I got a message from my friend the other day; I could tell she was a little annoyed. She is putting together a burlesque show and she had scheduled rehearsals that all of the performers knew about in advance. Then, she started getting emails and phone calls and several of the girls were calling out. There was a big audition in town and they were invited to attend. But what about the job you already have and the time you already made a commitment to?
Well this is a tricky subject. If this had happened to me, I would have to think long and hard about the decision I was going to make. 1) A commitment is a commitment. You already said that you were available and you already blocked out that time, and because you did that, so did the person on the other end. There is also the time that you have already spent on previous rehearsals for this current job. Let’s not forget the time you had to block out of your schedule to attend for the audition. This job is a done deal. Its in the bank, its yours and you will be performing several times a month for this particular gig.

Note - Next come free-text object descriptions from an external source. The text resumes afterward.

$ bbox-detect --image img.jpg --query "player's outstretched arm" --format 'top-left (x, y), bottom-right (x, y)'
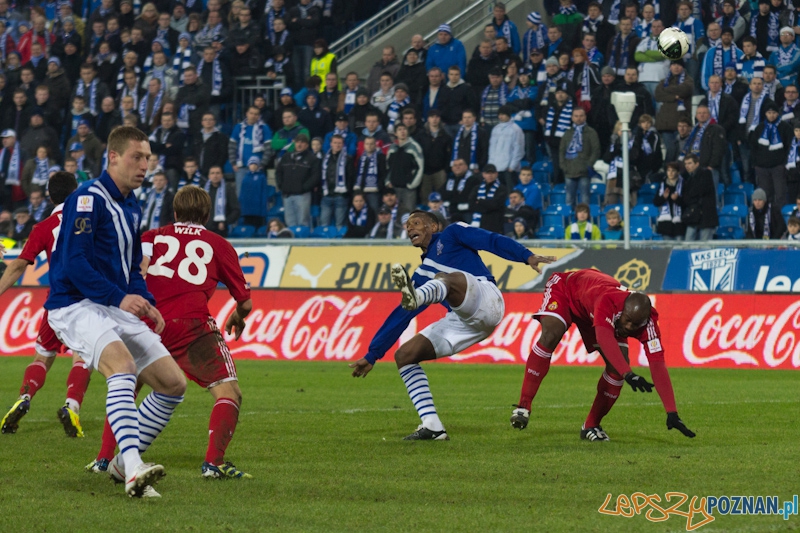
top-left (666, 412), bottom-right (696, 438)
top-left (349, 358), bottom-right (373, 378)
top-left (450, 222), bottom-right (556, 270)
top-left (0, 258), bottom-right (30, 297)
top-left (348, 304), bottom-right (426, 378)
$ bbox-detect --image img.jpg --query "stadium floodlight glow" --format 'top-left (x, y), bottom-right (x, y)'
top-left (611, 92), bottom-right (637, 250)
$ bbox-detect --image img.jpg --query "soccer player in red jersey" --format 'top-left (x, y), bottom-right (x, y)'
top-left (511, 268), bottom-right (695, 441)
top-left (0, 172), bottom-right (92, 438)
top-left (88, 185), bottom-right (254, 478)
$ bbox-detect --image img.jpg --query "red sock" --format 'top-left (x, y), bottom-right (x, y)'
top-left (97, 417), bottom-right (118, 461)
top-left (66, 361), bottom-right (91, 407)
top-left (205, 398), bottom-right (240, 465)
top-left (649, 360), bottom-right (677, 412)
top-left (19, 361), bottom-right (48, 398)
top-left (584, 370), bottom-right (624, 428)
top-left (517, 342), bottom-right (553, 410)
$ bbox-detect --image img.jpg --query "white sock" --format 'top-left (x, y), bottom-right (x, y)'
top-left (65, 398), bottom-right (80, 414)
top-left (137, 391), bottom-right (184, 454)
top-left (399, 364), bottom-right (445, 432)
top-left (106, 373), bottom-right (142, 473)
top-left (414, 279), bottom-right (448, 306)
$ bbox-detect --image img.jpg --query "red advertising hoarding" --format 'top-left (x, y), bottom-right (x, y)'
top-left (1, 289), bottom-right (798, 369)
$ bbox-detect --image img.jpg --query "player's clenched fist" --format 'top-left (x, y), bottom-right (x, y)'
top-left (349, 358), bottom-right (373, 378)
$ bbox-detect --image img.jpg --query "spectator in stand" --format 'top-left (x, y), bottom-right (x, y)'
top-left (138, 77), bottom-right (165, 133)
top-left (349, 88), bottom-right (379, 133)
top-left (680, 153), bottom-right (718, 241)
top-left (385, 83), bottom-right (411, 135)
top-left (386, 124), bottom-right (423, 213)
top-left (716, 0), bottom-right (746, 43)
top-left (507, 217), bottom-right (533, 239)
top-left (655, 60), bottom-right (694, 154)
top-left (427, 192), bottom-right (448, 223)
top-left (2, 89), bottom-right (31, 137)
top-left (488, 105), bottom-right (524, 190)
top-left (416, 109), bottom-right (452, 203)
top-left (368, 204), bottom-right (402, 239)
top-left (267, 218), bottom-right (294, 238)
top-left (674, 0), bottom-right (704, 86)
top-left (276, 133), bottom-right (318, 227)
top-left (65, 119), bottom-right (102, 168)
top-left (504, 188), bottom-right (539, 234)
top-left (238, 157), bottom-right (269, 229)
top-left (606, 18), bottom-right (639, 76)
top-left (193, 9), bottom-right (227, 52)
top-left (426, 24), bottom-right (466, 79)
top-left (323, 113), bottom-right (357, 157)
top-left (589, 66), bottom-right (618, 154)
top-left (0, 129), bottom-right (22, 212)
top-left (564, 203), bottom-right (601, 240)
top-left (582, 4), bottom-right (615, 55)
top-left (783, 216), bottom-right (800, 240)
top-left (26, 186), bottom-right (52, 223)
top-left (545, 25), bottom-right (571, 58)
top-left (203, 165), bottom-right (240, 238)
top-left (441, 66), bottom-right (478, 137)
top-left (746, 187), bottom-right (786, 238)
top-left (552, 0), bottom-right (583, 50)
top-left (405, 34), bottom-right (427, 65)
top-left (724, 63), bottom-right (747, 101)
top-left (140, 172), bottom-right (174, 232)
top-left (737, 76), bottom-right (772, 183)
top-left (310, 38), bottom-right (337, 89)
top-left (397, 49), bottom-right (426, 106)
top-left (95, 96), bottom-right (122, 144)
top-left (197, 46), bottom-right (232, 115)
top-left (44, 58), bottom-right (72, 113)
top-left (21, 110), bottom-right (60, 164)
top-left (265, 46), bottom-right (295, 89)
top-left (379, 188), bottom-right (407, 228)
top-left (320, 134), bottom-right (354, 228)
top-left (689, 105), bottom-right (727, 190)
top-left (515, 167), bottom-right (543, 212)
top-left (787, 122), bottom-right (800, 203)
top-left (178, 157), bottom-right (206, 189)
top-left (339, 72), bottom-right (361, 115)
top-left (738, 36), bottom-right (766, 83)
top-left (780, 85), bottom-right (800, 123)
top-left (762, 65), bottom-right (785, 104)
top-left (11, 206), bottom-right (33, 240)
top-left (560, 107), bottom-right (600, 207)
top-left (750, 101), bottom-right (791, 206)
top-left (653, 161), bottom-right (686, 240)
top-left (298, 91), bottom-right (332, 140)
top-left (272, 108), bottom-right (311, 161)
top-left (491, 2), bottom-right (520, 55)
top-left (318, 72), bottom-right (340, 115)
top-left (469, 164), bottom-right (507, 234)
top-left (701, 27), bottom-right (743, 92)
top-left (702, 75), bottom-right (739, 183)
top-left (366, 47), bottom-right (400, 96)
top-left (480, 67), bottom-right (508, 129)
top-left (767, 26), bottom-right (800, 88)
top-left (581, 33), bottom-right (605, 70)
top-left (441, 157), bottom-right (479, 224)
top-left (344, 192), bottom-right (375, 238)
top-left (147, 112), bottom-right (185, 190)
top-left (523, 12), bottom-right (548, 62)
top-left (616, 67), bottom-right (655, 127)
top-left (508, 68), bottom-right (538, 163)
top-left (452, 109), bottom-right (489, 173)
top-left (602, 208), bottom-right (623, 240)
top-left (229, 106), bottom-right (273, 192)
top-left (370, 72), bottom-right (395, 115)
top-left (630, 113), bottom-right (663, 182)
top-left (71, 63), bottom-right (110, 117)
top-left (635, 4), bottom-right (656, 38)
top-left (667, 118), bottom-right (692, 165)
top-left (286, 0), bottom-right (321, 89)
top-left (356, 110), bottom-right (392, 159)
top-left (421, 68), bottom-right (447, 122)
top-left (21, 145), bottom-right (56, 198)
top-left (354, 135), bottom-right (386, 213)
top-left (635, 19), bottom-right (669, 100)
top-left (541, 82), bottom-right (574, 183)
top-left (494, 37), bottom-right (519, 69)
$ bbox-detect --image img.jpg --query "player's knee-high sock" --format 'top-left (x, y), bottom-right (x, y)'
top-left (415, 279), bottom-right (448, 306)
top-left (399, 364), bottom-right (444, 432)
top-left (106, 373), bottom-right (142, 472)
top-left (518, 342), bottom-right (553, 410)
top-left (205, 398), bottom-right (240, 465)
top-left (65, 361), bottom-right (91, 413)
top-left (19, 361), bottom-right (47, 399)
top-left (648, 360), bottom-right (677, 412)
top-left (137, 391), bottom-right (184, 454)
top-left (584, 370), bottom-right (624, 428)
top-left (97, 417), bottom-right (118, 461)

2) Who is the person you are working for? Do you really want to jeopardize that connection and the connections that they may have? Has the person invested a lot of time and personal funds to make this production the best that he or she can. How do you know that they don’t have other jobs lined up that may call for additional talent? If you are in their good graces, chances are you will be at the top of their list when it comes to being hired for further work. Just because this is a smaller production for this person doesn’t mean they don’t have higher paying jobs and a bigger production lined up next month.
Now, here’s the flip side. You get a HUGE audition for a job you’ve always dreamed of. This job is rare to come across and it could potentially change your life. You could be “upgraded” on the totem pole of bigger and higher paying jobs. Having this on your resume would look amazing. It would take your career from McDonald’s burgers to Morton’s steakhouse. (Blah blah, I don’t eat burgers or steaks either, but I couldn’t think of anything better)

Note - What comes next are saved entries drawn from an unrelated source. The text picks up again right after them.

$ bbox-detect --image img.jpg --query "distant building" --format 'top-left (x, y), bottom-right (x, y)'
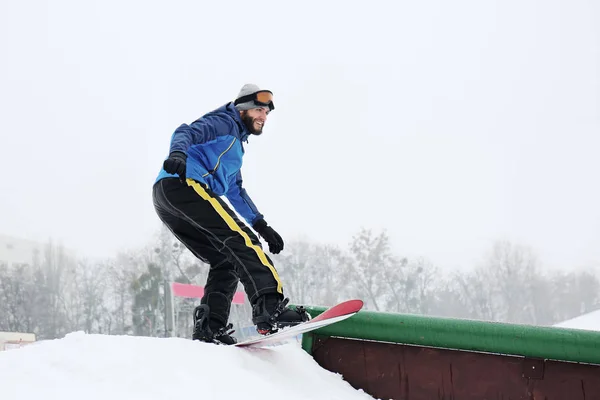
top-left (0, 332), bottom-right (36, 351)
top-left (0, 233), bottom-right (44, 266)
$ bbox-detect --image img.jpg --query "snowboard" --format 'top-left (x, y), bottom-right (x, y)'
top-left (235, 299), bottom-right (363, 348)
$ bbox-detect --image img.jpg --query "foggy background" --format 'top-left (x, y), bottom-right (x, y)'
top-left (0, 0), bottom-right (599, 338)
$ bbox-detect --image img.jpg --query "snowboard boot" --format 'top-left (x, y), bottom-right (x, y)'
top-left (192, 304), bottom-right (237, 345)
top-left (251, 294), bottom-right (310, 335)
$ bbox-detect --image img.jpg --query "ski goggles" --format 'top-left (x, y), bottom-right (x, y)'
top-left (234, 90), bottom-right (275, 111)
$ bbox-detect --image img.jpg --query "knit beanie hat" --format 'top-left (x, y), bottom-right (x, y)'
top-left (234, 84), bottom-right (275, 111)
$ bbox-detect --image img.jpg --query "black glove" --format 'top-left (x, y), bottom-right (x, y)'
top-left (163, 151), bottom-right (187, 180)
top-left (253, 219), bottom-right (284, 254)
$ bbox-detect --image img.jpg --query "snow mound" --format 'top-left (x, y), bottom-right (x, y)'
top-left (0, 331), bottom-right (375, 400)
top-left (554, 309), bottom-right (600, 332)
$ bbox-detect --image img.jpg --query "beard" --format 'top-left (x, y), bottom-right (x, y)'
top-left (241, 112), bottom-right (263, 135)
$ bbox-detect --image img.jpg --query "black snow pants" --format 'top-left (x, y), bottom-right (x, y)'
top-left (152, 177), bottom-right (283, 327)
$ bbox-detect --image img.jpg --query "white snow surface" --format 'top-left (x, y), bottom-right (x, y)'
top-left (0, 331), bottom-right (375, 400)
top-left (554, 309), bottom-right (600, 332)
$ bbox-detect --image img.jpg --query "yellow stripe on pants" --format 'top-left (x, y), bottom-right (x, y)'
top-left (187, 178), bottom-right (283, 294)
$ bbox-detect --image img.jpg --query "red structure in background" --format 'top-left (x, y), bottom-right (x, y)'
top-left (171, 282), bottom-right (245, 304)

Going to this audition seems like a no brainer, right? Well, here’s the catch, you are one of 300 girls asked to audition for one of 3 roles. Unless you are absolutely AMAZING, coincidentally the “look” they are seeking, or have previously worked for them your chances of actually booking this job are slim. Who knows, they may even typecast. This means that instead of teaching you a dance combination, they will line everybody up, walk by and either say, “please stay” or “thank you for coming”.
So what do you do? Take a risk and aim for one of those 3 spots? Or do you build a relationship with the up and coming artist that you already made a commitment to. What if you attend the big audition, don’t book it, but in the mean time screw over the choreographer and lose that job too? It’s your life and your career, what do you want? What would you do? Good luck!